Un’ultima proposta, ma solo in ordine di tempo, di riconversione è stata avanzata lo scorso anno (luglio 2021) nel corso di una conferenza stampa che ha visto presenti Giuseppe Leonetti, presidente del comitato Eiponieon Venus, Giuseppe Incarnato, presidente della Igi Investimenti Group, e Alfonso Grillo, presidente Eiponieon Project Center. L’idea era quella di trasformare l’area dell’ex Italcementi in una grande Parco polivalente, nel cosiddetto “Parco Eiponieon”. I tempi di realizzazione del progetto erano stati stimati dai 36 ai 48 mesi. L’investimento finanziario prevedeva oltre 200 milioni di euro. La struttura, una volta terminata, sarebbe dovuta rimanere aperta dodici mesi l’anno. Duplice era lo scopo del progetto: rilanciare il turismo e fare crescere l’occupazione in una terra particolarmente depressa. Elementi che, secondo gli ideatori del progetto, se messi insieme avrebbero potuto creare un forte indotto economico che naturalmente avrebbe investito sia l’area interessata dal progetto, ma anche il resto del territorio provinciale.

Il deciso stop da parte del gruppo Italcementi di Bergamo

Ma a tutto ciò rispose in maniera decisa e secca la proprietà: «Italcementi – scrisse infatti all’epoca l’azienda – intende sottolineare la propria estraneità rispetto a nuove iniziative di utilizzo del sito di Vibo MarinaL’asset industriale è in vendita, ma le interlocuzioni per una sua cessione non hanno finora prodotto niente di tangibile. I progetti presentati sono quindi stati predisposti senza un preventivo confronto con la proprietà del sito. In aggiunta, l’azienda rileva, suo malgrado, il continuo utilizzo improprio del nome della società e di quello di taluni suoi manager e ribadisce che in assenza di sue comunicazioni ufficiali, in nessun modo si può presumere un accordo rispetto a progetti sull’area». Da allora in poi del Parco polivalente non si seppe più nulla.

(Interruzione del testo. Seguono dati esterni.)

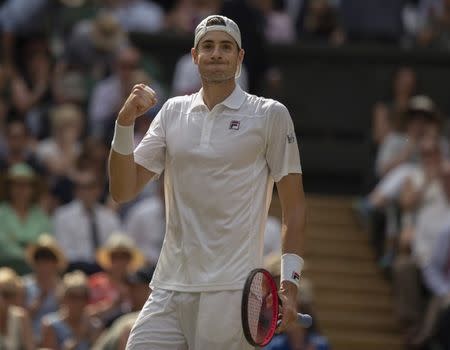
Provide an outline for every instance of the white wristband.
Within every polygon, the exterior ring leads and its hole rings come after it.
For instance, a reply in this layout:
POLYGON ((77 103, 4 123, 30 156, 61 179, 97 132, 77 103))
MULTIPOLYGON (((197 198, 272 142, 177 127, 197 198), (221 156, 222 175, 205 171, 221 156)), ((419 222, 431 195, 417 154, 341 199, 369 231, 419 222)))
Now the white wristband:
POLYGON ((290 281, 297 287, 300 284, 304 261, 296 254, 283 254, 281 256, 280 281, 290 281))
POLYGON ((116 120, 111 147, 114 151, 124 156, 132 154, 134 151, 134 124, 123 126, 117 123, 116 120))

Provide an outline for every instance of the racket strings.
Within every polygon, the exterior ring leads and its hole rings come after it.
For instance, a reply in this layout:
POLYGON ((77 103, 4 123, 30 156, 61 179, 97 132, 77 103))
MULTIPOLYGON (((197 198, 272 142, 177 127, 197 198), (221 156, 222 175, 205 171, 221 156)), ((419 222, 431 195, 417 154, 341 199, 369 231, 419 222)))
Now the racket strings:
POLYGON ((275 330, 274 293, 276 286, 271 277, 264 273, 254 275, 249 290, 247 318, 251 337, 257 344, 264 343, 275 330))
POLYGON ((249 301, 248 301, 248 323, 250 333, 253 339, 258 339, 259 320, 263 306, 263 274, 256 274, 253 278, 249 301))

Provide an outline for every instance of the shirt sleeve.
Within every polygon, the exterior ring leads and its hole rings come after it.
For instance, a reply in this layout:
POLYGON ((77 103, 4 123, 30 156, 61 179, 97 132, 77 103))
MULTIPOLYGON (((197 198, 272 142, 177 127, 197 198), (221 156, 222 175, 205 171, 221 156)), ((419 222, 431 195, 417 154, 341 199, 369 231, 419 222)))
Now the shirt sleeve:
POLYGON ((270 110, 266 160, 275 182, 290 173, 302 173, 294 123, 287 108, 276 102, 270 110))
POLYGON ((134 150, 134 160, 147 170, 161 175, 166 160, 165 115, 167 103, 153 119, 150 127, 134 150))

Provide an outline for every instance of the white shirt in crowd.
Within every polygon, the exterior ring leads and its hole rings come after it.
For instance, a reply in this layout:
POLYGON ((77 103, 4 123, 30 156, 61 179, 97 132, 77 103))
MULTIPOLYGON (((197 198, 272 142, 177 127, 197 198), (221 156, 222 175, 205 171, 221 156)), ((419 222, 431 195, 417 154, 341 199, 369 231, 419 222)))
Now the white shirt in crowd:
MULTIPOLYGON (((114 231, 120 230, 118 216, 101 204, 94 208, 95 223, 100 245, 104 244, 114 231)), ((95 261, 95 249, 91 236, 91 221, 78 200, 58 208, 53 217, 56 240, 70 262, 95 261)))
POLYGON ((151 287, 241 289, 262 265, 274 181, 301 173, 286 107, 239 86, 211 111, 202 90, 175 97, 134 157, 152 172, 165 171, 166 236, 151 287))
POLYGON ((164 202, 158 194, 141 200, 127 213, 125 232, 133 238, 136 246, 148 261, 158 261, 166 229, 164 202))

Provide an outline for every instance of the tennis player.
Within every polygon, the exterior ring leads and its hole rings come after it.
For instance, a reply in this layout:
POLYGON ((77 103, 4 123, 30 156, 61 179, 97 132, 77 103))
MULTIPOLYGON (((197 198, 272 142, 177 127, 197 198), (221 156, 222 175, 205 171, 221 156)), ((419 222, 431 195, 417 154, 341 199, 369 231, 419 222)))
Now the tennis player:
POLYGON ((296 321, 305 203, 292 119, 281 103, 236 84, 244 50, 231 19, 204 19, 191 54, 202 89, 169 99, 136 149, 133 125, 155 105, 153 90, 136 85, 116 121, 113 198, 131 200, 165 171, 166 236, 128 350, 251 348, 241 326, 242 289, 262 266, 274 182, 283 211, 279 331, 296 321))

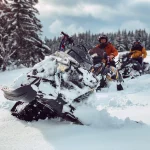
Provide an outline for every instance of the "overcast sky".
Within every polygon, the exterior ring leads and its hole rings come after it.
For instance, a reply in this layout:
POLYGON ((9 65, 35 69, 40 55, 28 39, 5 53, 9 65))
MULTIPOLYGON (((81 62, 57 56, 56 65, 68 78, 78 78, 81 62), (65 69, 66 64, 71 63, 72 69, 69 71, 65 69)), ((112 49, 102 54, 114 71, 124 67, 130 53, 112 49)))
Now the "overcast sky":
POLYGON ((150 32, 150 0, 39 0, 36 6, 43 36, 146 29, 150 32))

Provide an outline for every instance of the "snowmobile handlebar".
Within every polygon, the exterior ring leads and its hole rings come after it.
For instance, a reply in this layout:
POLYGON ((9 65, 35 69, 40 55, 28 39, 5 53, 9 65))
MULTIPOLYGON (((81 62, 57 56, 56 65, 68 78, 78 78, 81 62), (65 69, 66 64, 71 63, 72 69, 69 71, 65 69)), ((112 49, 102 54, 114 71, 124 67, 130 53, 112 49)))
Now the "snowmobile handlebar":
POLYGON ((134 54, 134 53, 135 53, 135 52, 130 52, 129 55, 132 55, 132 54, 134 54))

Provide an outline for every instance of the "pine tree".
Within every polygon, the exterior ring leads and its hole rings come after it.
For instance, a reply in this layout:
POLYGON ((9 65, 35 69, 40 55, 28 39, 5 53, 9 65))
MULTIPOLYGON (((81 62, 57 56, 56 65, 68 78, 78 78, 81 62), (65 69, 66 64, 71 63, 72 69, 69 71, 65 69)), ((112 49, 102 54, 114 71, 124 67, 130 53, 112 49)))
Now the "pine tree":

Anche se Alfonso Grillo, a seguito della precisazione della Italcementi all’epoca non ha mancato di puntualizzare che «quanto affermato dalla società di Bergamo, e cioè che quest’ultima sia estranea a qualsiasi iniziativa dell’utilizzo del sito di Vibo Marinaè vero, né poteva essere diversamente, in quanto l’idea progettuale proposta è di esclusiva proprietà della società Eiponieon Projet Center srl. Così come è vero che le interlocuzioni in essere, tra l’altro confermate dalla stessa Italcementi, non hanno per il momento prodotto nulla di tangibile poiché, essendo il sito in vendita, anche questo confermato nella stessa nota, siamo in attesa di conoscere quali siano gli ulteriori e successivi passi da formalizzare per giungere alla chiusura delle trattative, avendo noi manifestato con atti ufficiali la volontà di acquistare e avendo richiesto la documentazione in merito».